Show Us Your Claw! と言われたので Build-a-Claw Tokyo に見せに行った
NVIDIAのイベント「Build-a-Claw Tokyo」に行ってきたぜ。
会場は八芳園。セキュリティチェックとか厳しくて、後から分かったけどジェンスン・ファンが来ていた。
ゲーマーとしては生の革ジャン見れるのは嬉しい。
さてはて雑記は置いておいて、本編です。
今回は時間の都合上、ザックリです。更に細かい技術解説やデモやプロトは別記事を書いたりする予定
シミュレーションや学習デモ共通のアーキテクチャ
Agent Harness: OpenClaw
LLM: Local Qwen 3.6 (S8B-A3B FP8) / DeepSeek V4 Pro
GPU: NVIDIA GB10 (Grace Blackwell) 88-89 GiB
Physics: MuJoCo-Warp / Isaac Sim 6.0.1
World Model: Cosmos 3
Host: DGX Spark
ローカルLLMがDGX Spark上で推論し、OpenClawがオーケストレーション層としてシミュレーションを自律制御する。
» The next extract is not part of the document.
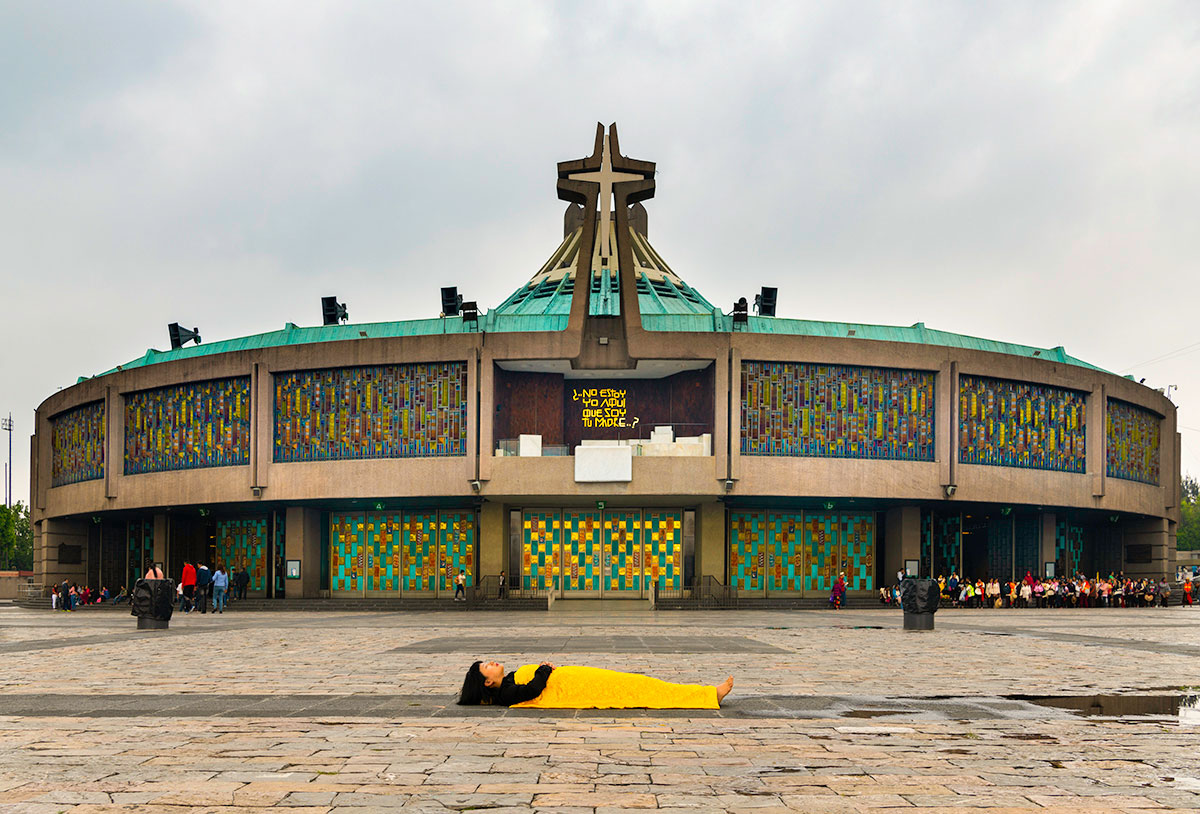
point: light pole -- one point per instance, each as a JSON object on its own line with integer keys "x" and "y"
{"x": 6, "y": 425}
デモの中でNVIDIAの方が言われていたが、「OpenClawが環境セットアップしてシミュレーションを回す」
そうコレが最もやりたいことで、実現すべき事なのである。
OpenClawは単独として見るのでは無く、常に連結と連続が入り混じるのだ
司令塔として使う、同僚として使う、仲間として使う
OpenClawを含め、真にAIエージェントは自律しているのである。
DGXに住むAIは、そこで動くモノをすべてコントロール可能であり、
自律的に環境を組み、自らタスクに挑む、そして答えを出すである。
これこそが真にエージェンティックである。
勿論、答えには間違いもあるし、人間のアドバイスは必要である。
しかし人間も他人のアドバイスを求めるし、AIのアドバイスを受け入れる。
AIの問題とは間違える事ではなく、間違えを許容できる環境を構築出来ない人の方である。
はてさて、思想の強い事を言いつつデモの解説をしていこう。
デモ1: SONIC Agentic Motion
Unitree G1の人型ロボットをMuJoCo上で動かす。
入力: 自然言語("pick place low to high", "jump in place", "turn left 90")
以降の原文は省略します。